But before rushing off to place an order with Amazon, why don’t we apply a bit of common sense?

First of all, what did Ma-Kellams and Blascovich actually find? They divided their students into two groups and told them to compose sentences using sets of words. The first group was given the words “logical, hypothesis, laboratory, scientists and theory”; the second was given random words like “more paper it once do”.

Then both groups were given quizzes on their moral outlook. One was a scenario about date rape; another reported their relative interest in altruistic activities, like giving blood, or in selfish fun like going to a party; and another was an economics game to see if they would give money away.

Who “endorse[d] more stringent moral norms and exhibit[ed] more morally normative behavior”?

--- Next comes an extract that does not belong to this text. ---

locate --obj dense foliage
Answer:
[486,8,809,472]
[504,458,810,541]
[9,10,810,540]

The students whose minds had been salted with scientific term were more chaste, more altruistic and more generous. Ergo, the researchers write, “the study of science itself –independent of the specific conclusions reached by scientific inquiries – holds normative implications and leads to moral outcomes”.

If only it was that easy!

I have my quibbles with the way the experiment was designed, but the core problem with this study is what the authors mean by morality. All they have tested, really, is their subjects’ moral aspirations, not their moral deeds.

Switching back to metadiscourse for a moment, the story of civilisation is not getting people to talk the talk, but to walk the walk. Morality is about deeds, not words.

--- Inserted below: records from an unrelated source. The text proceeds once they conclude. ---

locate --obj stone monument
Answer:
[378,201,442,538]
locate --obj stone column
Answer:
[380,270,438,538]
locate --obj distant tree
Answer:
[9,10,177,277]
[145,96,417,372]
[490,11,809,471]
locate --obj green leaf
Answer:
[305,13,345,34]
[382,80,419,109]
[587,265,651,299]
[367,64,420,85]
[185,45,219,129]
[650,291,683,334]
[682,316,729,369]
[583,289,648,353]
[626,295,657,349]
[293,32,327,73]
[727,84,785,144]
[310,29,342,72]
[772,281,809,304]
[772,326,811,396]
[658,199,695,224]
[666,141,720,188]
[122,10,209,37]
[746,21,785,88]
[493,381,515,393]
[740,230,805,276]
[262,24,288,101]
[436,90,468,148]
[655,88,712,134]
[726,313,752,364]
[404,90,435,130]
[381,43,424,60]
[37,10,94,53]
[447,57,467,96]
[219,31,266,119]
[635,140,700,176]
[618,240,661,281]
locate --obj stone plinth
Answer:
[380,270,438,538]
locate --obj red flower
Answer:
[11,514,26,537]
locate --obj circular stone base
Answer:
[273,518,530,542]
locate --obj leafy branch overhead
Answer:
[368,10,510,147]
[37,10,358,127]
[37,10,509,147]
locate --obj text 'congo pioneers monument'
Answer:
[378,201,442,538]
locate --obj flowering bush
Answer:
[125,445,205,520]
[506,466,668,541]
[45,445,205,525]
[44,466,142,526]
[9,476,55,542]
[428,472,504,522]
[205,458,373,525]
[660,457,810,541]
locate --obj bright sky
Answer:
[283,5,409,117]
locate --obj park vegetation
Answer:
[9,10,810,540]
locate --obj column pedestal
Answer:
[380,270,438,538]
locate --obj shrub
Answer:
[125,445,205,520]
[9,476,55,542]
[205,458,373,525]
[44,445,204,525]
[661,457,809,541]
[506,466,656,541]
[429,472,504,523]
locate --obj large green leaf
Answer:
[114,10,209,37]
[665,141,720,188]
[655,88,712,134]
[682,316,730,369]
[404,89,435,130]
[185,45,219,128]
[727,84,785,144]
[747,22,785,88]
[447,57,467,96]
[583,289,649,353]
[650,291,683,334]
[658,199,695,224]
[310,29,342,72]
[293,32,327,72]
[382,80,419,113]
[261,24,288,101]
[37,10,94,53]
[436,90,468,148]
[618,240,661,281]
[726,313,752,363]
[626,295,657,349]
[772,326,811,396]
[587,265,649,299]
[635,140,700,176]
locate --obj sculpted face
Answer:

Thinking about science may enable educated people to engage in sophisticated moral discourse, but it doesn’t necessarily make them more moral.

The authors of the PLOS ONE article have a very short memory. It was only 2 years ago that one of the world’s experts in social priming, Dutch psychologist Diederik Stapel, was exposed as a massive fraud who had simply made up a substantial portion of his research results. His behaviour was so scandalous that it has put the whole discipline of social priming under a very dark cloud.

Exposure to the scientific method didn’t make Stapel more ethical – not by a long shot. Curiously, Stapel is not referenced in the PLOS ONE article.